From: steve@chygwyn.com
To: Miklos Szeredi <miklos@szeredi.hu>
Cc: npiggin@suse.de, akpm@linux-foundation.org, linux-mm@kvack.org,
linux-fsdevel@vger.kernel.org
Subject: Re: [patch] fs: improved handling of page and buffer IO errors
Date: Tue, 21 Oct 2008 14:38:14 +0100 [thread overview]
Message-ID: <20081021133814.GA26942@fogou.chygwyn.com> (raw)
In-Reply-To: <E1KsH4S-0005ya-6F@pomaz-ex.szeredi.hu>
Hi,
On Tue, Oct 21, 2008 at 03:14:48PM +0200, Miklos Szeredi wrote:
> On Tue, 21 Oct 2008, steve@chygwyn.com
> > > Is there a case where retrying in case of !PageUptodate() makes any
> > > sense?
> > >
> > Yes... cluster filesystems. Its very important in case a readpage
> > races with a lock demotion.
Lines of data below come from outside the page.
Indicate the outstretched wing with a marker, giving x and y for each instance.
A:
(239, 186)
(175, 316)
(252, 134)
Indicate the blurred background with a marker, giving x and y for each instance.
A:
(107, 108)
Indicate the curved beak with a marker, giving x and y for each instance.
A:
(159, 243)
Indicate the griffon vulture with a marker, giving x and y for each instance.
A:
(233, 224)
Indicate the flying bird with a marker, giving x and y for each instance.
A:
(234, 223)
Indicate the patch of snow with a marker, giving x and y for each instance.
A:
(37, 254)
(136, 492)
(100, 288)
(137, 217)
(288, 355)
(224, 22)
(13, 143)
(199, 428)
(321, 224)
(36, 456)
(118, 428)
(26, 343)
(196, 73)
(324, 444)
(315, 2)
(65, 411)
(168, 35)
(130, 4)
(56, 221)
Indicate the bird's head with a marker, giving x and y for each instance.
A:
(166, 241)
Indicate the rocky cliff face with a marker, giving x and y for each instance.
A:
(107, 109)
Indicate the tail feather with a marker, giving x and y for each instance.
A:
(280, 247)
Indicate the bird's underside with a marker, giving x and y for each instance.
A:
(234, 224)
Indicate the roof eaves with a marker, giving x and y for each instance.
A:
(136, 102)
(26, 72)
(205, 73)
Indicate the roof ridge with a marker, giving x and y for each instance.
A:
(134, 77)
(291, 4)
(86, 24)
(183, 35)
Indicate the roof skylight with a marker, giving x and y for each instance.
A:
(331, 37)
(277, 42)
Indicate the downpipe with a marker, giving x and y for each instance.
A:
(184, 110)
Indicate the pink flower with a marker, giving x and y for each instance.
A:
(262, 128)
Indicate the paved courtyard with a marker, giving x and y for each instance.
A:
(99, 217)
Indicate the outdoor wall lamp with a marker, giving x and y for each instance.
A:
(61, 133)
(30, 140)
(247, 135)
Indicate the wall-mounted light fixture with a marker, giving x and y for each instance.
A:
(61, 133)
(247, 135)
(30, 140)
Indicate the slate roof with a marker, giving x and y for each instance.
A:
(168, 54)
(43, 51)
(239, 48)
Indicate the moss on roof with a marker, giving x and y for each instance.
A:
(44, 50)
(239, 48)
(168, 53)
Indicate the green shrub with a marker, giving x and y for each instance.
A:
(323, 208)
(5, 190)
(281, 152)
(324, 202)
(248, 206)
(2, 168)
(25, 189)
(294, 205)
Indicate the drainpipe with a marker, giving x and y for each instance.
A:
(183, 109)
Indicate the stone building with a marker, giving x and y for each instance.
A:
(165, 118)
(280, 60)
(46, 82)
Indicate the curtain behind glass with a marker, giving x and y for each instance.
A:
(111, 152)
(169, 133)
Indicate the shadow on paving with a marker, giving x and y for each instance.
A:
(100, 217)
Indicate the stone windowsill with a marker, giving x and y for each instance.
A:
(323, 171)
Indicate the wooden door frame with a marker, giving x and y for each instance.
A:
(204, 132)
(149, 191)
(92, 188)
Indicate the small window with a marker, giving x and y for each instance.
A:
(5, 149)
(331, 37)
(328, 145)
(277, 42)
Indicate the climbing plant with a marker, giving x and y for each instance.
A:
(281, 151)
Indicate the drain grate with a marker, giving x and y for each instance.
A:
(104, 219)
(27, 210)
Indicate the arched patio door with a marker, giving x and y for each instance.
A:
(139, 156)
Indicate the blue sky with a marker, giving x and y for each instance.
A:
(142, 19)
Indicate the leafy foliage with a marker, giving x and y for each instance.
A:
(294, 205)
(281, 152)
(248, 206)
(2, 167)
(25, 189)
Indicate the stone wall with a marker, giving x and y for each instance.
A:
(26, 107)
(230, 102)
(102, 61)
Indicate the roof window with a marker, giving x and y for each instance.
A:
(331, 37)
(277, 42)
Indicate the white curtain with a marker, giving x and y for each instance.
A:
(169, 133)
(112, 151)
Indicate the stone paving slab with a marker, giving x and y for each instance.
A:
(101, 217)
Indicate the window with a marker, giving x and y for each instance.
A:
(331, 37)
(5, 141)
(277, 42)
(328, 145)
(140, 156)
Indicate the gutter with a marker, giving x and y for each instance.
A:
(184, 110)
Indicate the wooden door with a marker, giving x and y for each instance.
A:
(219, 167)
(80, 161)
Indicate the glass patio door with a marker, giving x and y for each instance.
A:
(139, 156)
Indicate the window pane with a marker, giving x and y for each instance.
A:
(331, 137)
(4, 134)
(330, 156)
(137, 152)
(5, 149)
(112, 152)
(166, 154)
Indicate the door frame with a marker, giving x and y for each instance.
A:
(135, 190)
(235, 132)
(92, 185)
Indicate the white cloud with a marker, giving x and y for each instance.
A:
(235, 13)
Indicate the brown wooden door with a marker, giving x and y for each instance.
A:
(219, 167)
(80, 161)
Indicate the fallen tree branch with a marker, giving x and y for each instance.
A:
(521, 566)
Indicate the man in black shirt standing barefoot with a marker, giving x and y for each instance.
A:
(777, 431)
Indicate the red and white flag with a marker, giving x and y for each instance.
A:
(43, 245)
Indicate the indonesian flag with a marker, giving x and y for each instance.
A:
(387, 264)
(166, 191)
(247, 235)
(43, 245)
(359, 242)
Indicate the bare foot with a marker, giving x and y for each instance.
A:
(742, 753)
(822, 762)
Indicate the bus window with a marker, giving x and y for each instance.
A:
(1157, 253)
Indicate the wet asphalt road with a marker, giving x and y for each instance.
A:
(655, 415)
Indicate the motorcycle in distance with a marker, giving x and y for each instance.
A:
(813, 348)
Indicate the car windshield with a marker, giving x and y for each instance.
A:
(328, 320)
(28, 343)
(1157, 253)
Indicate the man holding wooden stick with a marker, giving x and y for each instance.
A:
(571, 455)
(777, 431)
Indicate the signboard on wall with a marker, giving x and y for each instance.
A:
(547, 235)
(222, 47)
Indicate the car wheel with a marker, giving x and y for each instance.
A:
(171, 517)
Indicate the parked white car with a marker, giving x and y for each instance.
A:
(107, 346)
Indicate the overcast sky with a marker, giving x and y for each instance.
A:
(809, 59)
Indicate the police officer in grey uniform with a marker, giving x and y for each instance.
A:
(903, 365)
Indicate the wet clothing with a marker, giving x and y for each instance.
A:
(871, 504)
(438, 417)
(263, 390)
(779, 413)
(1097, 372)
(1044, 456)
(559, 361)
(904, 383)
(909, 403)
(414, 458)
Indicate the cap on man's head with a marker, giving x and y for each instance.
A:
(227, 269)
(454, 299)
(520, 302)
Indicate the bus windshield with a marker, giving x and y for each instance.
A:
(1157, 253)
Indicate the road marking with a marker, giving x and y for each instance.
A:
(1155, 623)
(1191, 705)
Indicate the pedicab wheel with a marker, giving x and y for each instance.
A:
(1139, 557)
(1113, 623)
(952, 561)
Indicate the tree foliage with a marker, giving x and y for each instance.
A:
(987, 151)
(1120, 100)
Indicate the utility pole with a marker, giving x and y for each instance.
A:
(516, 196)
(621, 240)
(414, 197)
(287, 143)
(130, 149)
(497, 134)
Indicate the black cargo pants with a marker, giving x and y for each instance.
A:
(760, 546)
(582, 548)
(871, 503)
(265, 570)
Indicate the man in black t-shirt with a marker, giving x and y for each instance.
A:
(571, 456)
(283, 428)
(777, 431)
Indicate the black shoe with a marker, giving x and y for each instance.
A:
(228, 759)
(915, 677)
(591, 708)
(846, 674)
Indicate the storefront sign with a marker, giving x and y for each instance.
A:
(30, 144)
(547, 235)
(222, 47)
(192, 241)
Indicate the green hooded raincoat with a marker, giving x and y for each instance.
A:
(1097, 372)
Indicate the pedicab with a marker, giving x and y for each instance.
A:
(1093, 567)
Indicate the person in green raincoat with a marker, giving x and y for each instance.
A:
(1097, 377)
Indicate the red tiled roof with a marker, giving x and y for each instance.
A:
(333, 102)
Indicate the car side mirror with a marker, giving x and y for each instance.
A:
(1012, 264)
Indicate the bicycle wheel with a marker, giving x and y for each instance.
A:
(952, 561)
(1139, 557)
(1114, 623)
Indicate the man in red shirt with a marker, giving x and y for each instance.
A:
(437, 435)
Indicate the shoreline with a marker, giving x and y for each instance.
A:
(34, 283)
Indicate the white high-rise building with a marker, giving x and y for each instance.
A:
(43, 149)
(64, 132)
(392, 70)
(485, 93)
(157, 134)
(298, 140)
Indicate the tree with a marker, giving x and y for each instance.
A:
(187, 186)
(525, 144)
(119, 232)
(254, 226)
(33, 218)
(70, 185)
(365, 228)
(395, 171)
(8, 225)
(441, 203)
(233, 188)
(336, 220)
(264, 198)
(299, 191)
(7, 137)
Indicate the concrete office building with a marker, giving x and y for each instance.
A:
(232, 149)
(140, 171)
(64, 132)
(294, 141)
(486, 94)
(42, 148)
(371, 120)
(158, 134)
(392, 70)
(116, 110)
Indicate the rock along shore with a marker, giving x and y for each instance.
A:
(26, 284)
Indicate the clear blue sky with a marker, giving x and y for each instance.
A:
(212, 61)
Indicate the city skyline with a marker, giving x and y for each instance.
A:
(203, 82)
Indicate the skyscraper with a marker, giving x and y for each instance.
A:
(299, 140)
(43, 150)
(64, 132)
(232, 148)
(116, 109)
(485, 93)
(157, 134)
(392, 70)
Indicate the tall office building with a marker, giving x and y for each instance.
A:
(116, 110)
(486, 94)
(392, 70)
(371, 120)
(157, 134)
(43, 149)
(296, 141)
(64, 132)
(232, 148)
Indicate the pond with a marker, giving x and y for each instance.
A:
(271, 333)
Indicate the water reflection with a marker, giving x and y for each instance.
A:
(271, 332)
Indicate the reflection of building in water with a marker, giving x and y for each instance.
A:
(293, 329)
Since the introduction of page_mkwrite
> > that hasn't worked quite right, but by retrying when the page is
> > not uptodate, that should fix the problem,
>
> I see.
>
> Could you please give some more details? In particular I don't know
> what's lock demotion in this context. And how page_mkwrite() come
> into the picture?
>
> Thanks,
> Miklos
page_mkwrite is only in the picture really because its the last
time that code was changed. At that point GFS2 adopted
->filemap_fault() rather than using its own page fault
routine.
So here are the basics of locking, so far as GFS2 goes, although
other cluster filesystems are similar. Lets suppose that on
node A, an inode is in cache and its being read/written and
on node B, another process wants to perform some operation
(read/write/etc) on the same inode.
Node B requests a lock via the dlm which causes Node A to
receive a callback. The callback sets a flag in the glock[*]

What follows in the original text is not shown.